Segundo Chossudovsky, a máquina de propaganda da Nova Ordem Mundial vem
se tornando cada vez mais sofisticada e já não mais exige que a
reputação de governos como o dos EUA ou de seus dirigentes seja
resguardada. Para o analista, este sistema não necessita que os fatos
relacionados aos crimes de guerra americanos e da Organização do Tratado
do Atlântico Norte (OTAN) sejam protegidos do conhecimento público. Da
mesma forma, os políticos envolvidos nesses crimes são também
“descartáveis”, já que podem ser substituídos: o que precisa ser
preservado e sustentado – segundo Chossudovsky – são os interesses das
elites econômicas que controlam o aparelho político por trás da cena.
Em
relação ao Wikileaks, sabemos
que um certo número de informações – algumas que favorecem a política
dos Estados Unidos e outras que tendem a desacreditá-la – estão contidas
num banco de dados. Depois de seletivamente editadas, essas informações
são então analisadas e interpretadas por alguns meios de comunicação com
os quais o Wikileaks fez acordos – como os jornais
The New York Times, El País,
Le Monde, a revista
Der Spiegel e, no Brasil,
O Globo e a
Folha de S.Paulo – que servem aos interesses das elites econômicas.

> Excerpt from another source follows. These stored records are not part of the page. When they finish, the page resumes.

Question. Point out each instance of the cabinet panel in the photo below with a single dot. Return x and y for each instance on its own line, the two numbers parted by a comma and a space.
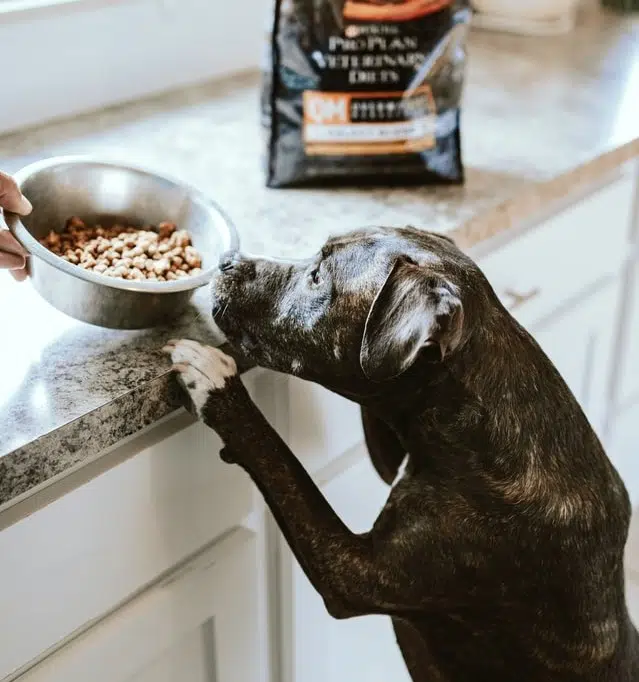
323, 425
357, 650
581, 345
629, 386
201, 624
82, 555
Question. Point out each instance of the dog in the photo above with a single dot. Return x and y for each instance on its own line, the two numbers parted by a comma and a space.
499, 552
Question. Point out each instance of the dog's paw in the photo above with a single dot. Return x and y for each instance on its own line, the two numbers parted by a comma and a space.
203, 371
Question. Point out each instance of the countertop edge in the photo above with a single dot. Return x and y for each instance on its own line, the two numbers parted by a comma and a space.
82, 439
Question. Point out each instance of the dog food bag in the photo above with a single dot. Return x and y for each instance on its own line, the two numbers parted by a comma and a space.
364, 90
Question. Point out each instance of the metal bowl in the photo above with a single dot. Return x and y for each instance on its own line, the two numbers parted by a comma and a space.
105, 193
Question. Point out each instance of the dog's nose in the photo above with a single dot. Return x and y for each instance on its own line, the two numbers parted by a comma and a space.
228, 261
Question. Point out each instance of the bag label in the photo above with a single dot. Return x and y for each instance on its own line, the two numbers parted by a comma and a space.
369, 123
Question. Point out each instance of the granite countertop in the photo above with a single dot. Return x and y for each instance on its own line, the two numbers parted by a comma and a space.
541, 116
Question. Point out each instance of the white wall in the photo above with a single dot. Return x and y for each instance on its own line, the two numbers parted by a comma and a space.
80, 55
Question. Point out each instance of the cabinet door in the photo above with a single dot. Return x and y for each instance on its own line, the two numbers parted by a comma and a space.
202, 623
629, 380
318, 648
580, 342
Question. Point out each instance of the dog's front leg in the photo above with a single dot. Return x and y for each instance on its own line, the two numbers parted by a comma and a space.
340, 564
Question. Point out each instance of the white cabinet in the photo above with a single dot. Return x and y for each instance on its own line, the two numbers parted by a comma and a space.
580, 343
554, 263
320, 648
199, 624
89, 551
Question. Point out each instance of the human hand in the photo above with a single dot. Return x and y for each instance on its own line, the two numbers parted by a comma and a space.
12, 255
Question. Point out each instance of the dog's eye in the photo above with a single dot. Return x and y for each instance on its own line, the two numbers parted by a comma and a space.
315, 276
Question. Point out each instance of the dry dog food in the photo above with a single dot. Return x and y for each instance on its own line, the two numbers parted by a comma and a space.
161, 253
364, 90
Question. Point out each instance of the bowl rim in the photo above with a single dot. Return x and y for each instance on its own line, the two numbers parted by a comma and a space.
33, 246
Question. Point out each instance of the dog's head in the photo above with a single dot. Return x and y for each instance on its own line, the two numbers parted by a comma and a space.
362, 311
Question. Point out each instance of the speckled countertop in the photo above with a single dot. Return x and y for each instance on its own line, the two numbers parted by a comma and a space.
541, 117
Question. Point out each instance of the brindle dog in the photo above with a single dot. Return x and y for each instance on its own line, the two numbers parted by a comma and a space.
499, 553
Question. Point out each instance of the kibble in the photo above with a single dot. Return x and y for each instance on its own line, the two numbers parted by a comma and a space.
158, 254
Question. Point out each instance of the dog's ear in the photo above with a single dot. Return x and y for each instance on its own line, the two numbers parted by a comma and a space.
412, 311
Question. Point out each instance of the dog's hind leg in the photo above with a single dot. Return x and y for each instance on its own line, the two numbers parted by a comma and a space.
384, 449
415, 652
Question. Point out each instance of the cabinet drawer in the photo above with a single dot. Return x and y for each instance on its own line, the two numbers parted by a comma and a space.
322, 424
77, 558
542, 269
200, 624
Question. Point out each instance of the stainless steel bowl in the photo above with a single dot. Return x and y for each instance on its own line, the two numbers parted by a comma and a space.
104, 192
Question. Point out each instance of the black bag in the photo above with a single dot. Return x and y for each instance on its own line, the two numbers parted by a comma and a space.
364, 91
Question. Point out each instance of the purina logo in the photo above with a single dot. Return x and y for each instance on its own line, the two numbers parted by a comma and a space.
323, 108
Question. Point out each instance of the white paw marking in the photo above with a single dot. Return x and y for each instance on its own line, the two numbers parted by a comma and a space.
401, 472
202, 370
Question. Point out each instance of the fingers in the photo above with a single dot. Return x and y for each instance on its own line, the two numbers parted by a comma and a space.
11, 197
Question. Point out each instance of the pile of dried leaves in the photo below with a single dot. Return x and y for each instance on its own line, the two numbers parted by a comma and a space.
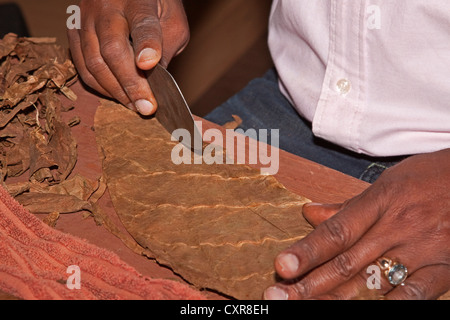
37, 150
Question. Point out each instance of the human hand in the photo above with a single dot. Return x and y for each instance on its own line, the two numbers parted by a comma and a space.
112, 65
404, 215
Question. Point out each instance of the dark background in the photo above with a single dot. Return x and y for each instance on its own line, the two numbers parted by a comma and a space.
228, 44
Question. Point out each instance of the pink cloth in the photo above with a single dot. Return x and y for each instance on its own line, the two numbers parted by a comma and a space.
35, 261
371, 76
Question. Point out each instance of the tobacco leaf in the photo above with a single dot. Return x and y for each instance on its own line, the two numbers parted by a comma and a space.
34, 72
218, 226
71, 195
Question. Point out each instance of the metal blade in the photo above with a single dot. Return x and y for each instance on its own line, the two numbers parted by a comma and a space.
173, 112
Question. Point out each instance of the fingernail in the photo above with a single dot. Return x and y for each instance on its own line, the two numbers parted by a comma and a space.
148, 54
288, 263
144, 107
274, 293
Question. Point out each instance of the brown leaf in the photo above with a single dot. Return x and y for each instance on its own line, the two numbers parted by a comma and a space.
7, 44
69, 196
218, 226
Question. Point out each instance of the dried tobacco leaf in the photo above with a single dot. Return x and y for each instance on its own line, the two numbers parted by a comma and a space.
218, 226
71, 195
33, 135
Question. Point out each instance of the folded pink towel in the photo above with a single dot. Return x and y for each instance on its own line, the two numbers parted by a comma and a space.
38, 262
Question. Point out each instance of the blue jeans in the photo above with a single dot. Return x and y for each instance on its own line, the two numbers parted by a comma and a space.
261, 105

Embora as informações do banco de dados do
Wikileaks possam ser
acessadas, o público em geral provavelmente tenderá a ler as matérias
editadas, selecionadas e interpretadas, que serão publicadas nos meios
de informação tradicionais.
Como
esses meios de comunicação já anunciaram com grande destaque que os
documentos obtidos e liberados pelo
Wikileaks têm origem em fontes
seguras, a opinião pública passará naturalmente a considerá-los como a
epítome da verdadeira e fidedigna informação, que esses mesmos órgãos
normalmente se negam a publicar. As notícias são apresentadas em jornais
e redes de televisão, maquiadas com perícia como autênticas, quando na
verdade representam formas distorcidas da realidade dos fatos.
Apresentando-se como paladino da verdade, o
site Wikileaks propõe um
debate sobre a transparência da informação desde que isto não interfira
com algumas premissas da política externa americana, como a “guerra ao
terrorismo”. Segundo o analista, essa estratégia já produziu resultados
no movimento contra a guerra nos Estados Unidos, que passou a proclamar:
– “Somos contra a guerra mas apoiamos a ‘guerra ao terrorismo’”.
Chossudovsky acredita que a verdade nos veículos de comunicação somente
pode ser alcançada por intermédio do desmantelamento do aparato de
propaganda, ou seja, pela “quebra da legitimidade dos meios corporativos
que sustentam os mais amplos interesses das elites econômicas, assim
como o projeto militar global dos Estados Unidos da América”.
Por
outro lado, lembra o autor, precisamos ter consciência de que as
opiniões e pontos de vista críticos ao
Wikileaks não sejam usados
como um instrumento para censurar a Internet, ação que tem sido tentada
em várias partes do mundo – e, devemos acrescentar, também aqui no
Brasil – por fascistas de todos os calibres.